7 | Menyerah Bukan Berarti Kalah
“Rama … Bapak sudah menyerah,” kata Kak Tuan Yusuf pada anaknya di berugak halaman belakang selepas magrib.
Wajah lelaki tua itu terlihat kusut masai. Cahaya yang selama ini memancar dari setiap titik wajahnya mendadak seperti terhapus oleh sebuah kesedihan yang tak kunjung selesai. Matanya yang biasa berbinar penuh harapan, kini hanya menyisakan kepasrahan tanpa usai. Namun demikian dia tetap ingin menunjukkan pada anaknya bahwa dia baik-baik saja seolah tidak ada apa pun yang terjadi. Dia masih sanggup menanggungnya sendiri.
“Tapi kenapa, Pak? Bukankah Pak Kades belum mengeluarkan keputusan?” tanya Rama sambil memeluk bapaknya.
Tubuh pria yang sebagian kulitnya sudah tidak kencang lagi itu sedikit bergetar. Dia menahan untuk tidak membiarkan air mata menjadi banjir besar. Namun pelukan Rama mau tidak mau meruntuhkan pertahanannya yang mulai samar. Tangis itu pun pecah setelah kesedihan tersebar. Berhamburan tanpa ampun mendera keduanya yang seolah tak lagi kuat menahan sabar. Keduanya larut dalam samudera kesedihan yang dalam dan lebar.
Tanpa sepengetahuan mereka, dua orang perempuan berbeda usia tengah memperhatikan diam-diam di kejauhan. Air mata berkarib dengan keduanya saat menyaksikan pelukan tak berujung disertai sesenggukan. Akhirnya waktu pula yang membuat pelukan itu terpisahkan. Sebuah guncangan mendadak mereka rasakan. Selama beberapa detik, guncangan itu semakin keras dirasakan. Saat itu juga bumi beserta segala isinya seolah ingin dikeluarkan. Pekat pun mendadak membayangi ketakutan. Gulita melingkupi seluruh yang ada di semesta kehidupan. Ingar-bingar teriakan terus terdengar bergantian. Teriakan demi teriakan itu pun diselingi tangisan. Desa yang damai mendadak mencekam dan mengerikan. Kejadian tak terduga mengubur ketenangan yang selama ini dipertahankan. Tanah pun bergolak mengombang-ambingkan tubuh-tubuh tak berdaya yang hilang keseimbangan.

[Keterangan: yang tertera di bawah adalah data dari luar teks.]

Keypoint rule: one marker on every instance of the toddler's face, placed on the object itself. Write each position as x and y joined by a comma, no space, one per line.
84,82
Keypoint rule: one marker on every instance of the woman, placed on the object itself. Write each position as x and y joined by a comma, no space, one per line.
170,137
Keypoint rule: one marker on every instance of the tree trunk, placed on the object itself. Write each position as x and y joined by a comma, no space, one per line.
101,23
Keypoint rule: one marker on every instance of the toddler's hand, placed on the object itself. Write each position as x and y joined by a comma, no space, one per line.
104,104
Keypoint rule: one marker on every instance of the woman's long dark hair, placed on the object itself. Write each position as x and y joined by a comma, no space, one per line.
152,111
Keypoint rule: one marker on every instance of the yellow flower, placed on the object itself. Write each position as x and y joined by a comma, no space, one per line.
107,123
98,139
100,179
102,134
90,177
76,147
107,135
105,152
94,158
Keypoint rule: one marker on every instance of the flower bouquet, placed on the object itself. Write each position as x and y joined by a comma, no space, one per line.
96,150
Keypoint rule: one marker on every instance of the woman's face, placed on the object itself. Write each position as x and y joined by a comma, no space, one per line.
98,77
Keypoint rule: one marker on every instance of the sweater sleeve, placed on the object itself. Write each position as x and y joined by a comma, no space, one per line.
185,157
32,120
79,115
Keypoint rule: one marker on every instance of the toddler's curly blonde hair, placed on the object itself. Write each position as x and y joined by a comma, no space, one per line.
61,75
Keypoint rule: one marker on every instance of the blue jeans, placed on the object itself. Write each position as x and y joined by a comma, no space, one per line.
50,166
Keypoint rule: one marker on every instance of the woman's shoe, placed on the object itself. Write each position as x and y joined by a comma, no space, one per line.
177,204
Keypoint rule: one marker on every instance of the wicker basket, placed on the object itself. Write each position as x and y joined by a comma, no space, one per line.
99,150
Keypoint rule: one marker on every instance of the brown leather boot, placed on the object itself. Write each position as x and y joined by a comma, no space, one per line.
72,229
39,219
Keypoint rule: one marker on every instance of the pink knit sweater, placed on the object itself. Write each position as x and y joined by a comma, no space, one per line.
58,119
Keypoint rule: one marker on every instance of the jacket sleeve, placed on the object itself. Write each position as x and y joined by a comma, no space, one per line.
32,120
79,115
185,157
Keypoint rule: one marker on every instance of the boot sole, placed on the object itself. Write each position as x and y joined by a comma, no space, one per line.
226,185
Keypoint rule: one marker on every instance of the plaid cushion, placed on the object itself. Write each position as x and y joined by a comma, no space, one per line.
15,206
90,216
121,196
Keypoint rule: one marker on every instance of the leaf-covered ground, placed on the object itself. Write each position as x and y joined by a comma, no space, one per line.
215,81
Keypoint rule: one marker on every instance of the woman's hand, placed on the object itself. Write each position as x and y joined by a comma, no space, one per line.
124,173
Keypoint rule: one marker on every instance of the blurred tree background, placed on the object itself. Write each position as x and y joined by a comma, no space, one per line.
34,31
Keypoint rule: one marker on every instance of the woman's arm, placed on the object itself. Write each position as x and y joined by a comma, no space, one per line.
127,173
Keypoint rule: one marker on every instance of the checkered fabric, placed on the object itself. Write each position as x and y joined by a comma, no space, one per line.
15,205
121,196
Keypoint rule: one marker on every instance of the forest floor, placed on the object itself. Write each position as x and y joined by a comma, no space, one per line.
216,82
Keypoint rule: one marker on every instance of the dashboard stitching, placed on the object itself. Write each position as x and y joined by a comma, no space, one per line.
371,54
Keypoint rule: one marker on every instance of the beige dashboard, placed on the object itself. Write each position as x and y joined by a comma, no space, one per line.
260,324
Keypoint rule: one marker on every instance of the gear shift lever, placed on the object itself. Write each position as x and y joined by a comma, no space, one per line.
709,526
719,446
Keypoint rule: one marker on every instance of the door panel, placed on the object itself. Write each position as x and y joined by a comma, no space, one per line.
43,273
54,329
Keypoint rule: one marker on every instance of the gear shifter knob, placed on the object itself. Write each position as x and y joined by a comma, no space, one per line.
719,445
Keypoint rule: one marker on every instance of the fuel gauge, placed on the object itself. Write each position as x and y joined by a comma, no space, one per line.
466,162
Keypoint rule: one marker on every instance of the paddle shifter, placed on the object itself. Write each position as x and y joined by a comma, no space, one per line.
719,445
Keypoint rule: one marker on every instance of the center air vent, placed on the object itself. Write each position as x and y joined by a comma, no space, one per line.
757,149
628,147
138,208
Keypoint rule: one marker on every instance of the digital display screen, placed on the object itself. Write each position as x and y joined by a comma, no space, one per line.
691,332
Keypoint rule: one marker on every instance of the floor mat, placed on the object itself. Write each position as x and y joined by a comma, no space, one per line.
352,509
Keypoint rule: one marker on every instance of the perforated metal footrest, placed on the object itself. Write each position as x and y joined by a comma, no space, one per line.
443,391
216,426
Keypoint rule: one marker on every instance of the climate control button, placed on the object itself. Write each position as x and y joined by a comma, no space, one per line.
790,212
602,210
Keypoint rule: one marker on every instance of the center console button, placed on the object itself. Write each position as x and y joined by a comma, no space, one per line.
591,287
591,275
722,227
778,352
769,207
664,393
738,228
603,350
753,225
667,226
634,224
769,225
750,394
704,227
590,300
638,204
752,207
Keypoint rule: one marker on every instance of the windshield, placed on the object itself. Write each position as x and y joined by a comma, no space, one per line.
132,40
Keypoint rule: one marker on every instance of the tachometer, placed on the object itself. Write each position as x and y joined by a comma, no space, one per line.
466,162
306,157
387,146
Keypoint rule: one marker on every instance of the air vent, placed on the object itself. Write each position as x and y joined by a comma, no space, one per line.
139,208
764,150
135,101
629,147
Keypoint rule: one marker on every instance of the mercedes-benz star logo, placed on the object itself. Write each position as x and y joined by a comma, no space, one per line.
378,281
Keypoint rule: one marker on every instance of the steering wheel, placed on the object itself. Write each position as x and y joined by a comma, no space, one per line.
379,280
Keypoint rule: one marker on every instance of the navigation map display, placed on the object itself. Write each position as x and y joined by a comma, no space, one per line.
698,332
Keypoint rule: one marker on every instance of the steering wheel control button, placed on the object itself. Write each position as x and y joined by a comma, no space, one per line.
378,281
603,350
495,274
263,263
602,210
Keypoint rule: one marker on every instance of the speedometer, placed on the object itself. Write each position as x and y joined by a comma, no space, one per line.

“Gempa, gempa! Lari, lari!”
Terdengar teriakan dari arah mamak Rama dan neneknya berdiri. Teriakan itu terdengar semakin keras bersamaan dengan lafaz mengagungkan asma Allah sebagai doa suci. Mereka berdua bergegas menembus lorong samping bangunan utama menuju halaman depan yang sangat luas dan aman jika runtuhan terjadi.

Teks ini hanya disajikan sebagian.